In the end, humans managed to admit their mistake. The majority vote was to use the machine.
People never remembered how awful it had been, the book that had changed their world remained but it was never the reality, the author had created a horrible world that would be read about again and again, but no one would ever know how much it really mattered, what it meant.
This was a new world, there was order, there were rules, there were consequences, people knew who they were and what they could and couldn’t do and what their place in the world was.

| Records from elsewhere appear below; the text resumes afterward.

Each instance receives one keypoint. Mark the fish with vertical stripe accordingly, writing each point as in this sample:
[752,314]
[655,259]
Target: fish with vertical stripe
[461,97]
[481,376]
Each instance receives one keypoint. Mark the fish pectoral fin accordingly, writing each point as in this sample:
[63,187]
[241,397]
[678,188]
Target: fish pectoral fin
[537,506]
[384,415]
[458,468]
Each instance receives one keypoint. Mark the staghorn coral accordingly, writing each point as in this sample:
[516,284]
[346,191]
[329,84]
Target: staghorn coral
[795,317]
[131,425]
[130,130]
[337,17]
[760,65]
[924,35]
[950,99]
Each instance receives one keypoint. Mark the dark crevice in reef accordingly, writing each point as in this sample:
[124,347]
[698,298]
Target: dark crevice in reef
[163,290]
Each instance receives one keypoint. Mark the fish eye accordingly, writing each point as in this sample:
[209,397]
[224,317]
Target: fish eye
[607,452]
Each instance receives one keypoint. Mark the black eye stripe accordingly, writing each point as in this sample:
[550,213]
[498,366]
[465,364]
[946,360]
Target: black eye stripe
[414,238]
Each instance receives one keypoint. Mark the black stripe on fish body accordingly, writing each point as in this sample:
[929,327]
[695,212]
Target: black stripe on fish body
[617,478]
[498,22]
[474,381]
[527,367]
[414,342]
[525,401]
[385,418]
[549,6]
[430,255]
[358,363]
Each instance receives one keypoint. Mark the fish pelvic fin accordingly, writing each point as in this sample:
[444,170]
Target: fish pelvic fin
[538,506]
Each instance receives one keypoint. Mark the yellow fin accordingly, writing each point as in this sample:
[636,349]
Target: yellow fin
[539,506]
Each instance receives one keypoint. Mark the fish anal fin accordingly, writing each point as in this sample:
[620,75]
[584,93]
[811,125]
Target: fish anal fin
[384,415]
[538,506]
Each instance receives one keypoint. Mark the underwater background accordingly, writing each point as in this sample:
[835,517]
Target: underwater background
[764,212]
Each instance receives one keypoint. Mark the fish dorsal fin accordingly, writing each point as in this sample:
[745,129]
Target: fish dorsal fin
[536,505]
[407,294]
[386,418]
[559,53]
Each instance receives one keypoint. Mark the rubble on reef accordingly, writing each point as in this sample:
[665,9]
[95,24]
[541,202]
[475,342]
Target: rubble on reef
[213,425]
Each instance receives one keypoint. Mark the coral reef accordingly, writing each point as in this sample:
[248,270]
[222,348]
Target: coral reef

Cor had written the book. She knew the story, she knew the truth that was held within the pages. The story had come right out of her life, the words were a part of her, written in her heart. The memory wipe only worked on certain parts of the brain, seeking out specific ideas and patterns to replace. The machine, however it worked, could not replace the ideas written in her heart, she forgot they were there but she could be reminded.
Cor bought new clothes, she grew her hair out, she found a man she could trust. She got married and had a daughter, and the daughter listened to Cor’s stories. At some point, she found an old book, and it was called Begin Again by Corina Lowell. And Cor remembered. She read the book and she remembered her life, she remembered how she had changed the world and no one would know. She remembered how she had put her name on the cover, her last truth, her last thread of hope, thrown into this book. Cor read it to her daughter and she told her about the way things were and the many things that the little girl would never have to do. She would never have to hide her name or live in fear, she would never run out of hope, never lose her sense of whimsy.
Corina knew that no one would praise her for what she had done, she had put a name that no one knew on the cover, she had made it possible for everyone to forget. She had made it possible for humankind to redeem itself, to begin again. She made herself content with teaching her daughter all that she could, and she made sure that the girl had a set of words written in her heart, should there ever be a time when she might need it, “Hold your head high, be confident, look like you know what you’re doing, even when you have no clue. Act like you belong and no one will question you.”
I will never forget those words, and I will never forget to thank my mother, every day I live, for creating a world where I will never have to go through the things she did. I now have my own daughter and she will know the truth, we will make sure that my mother is never forgotten.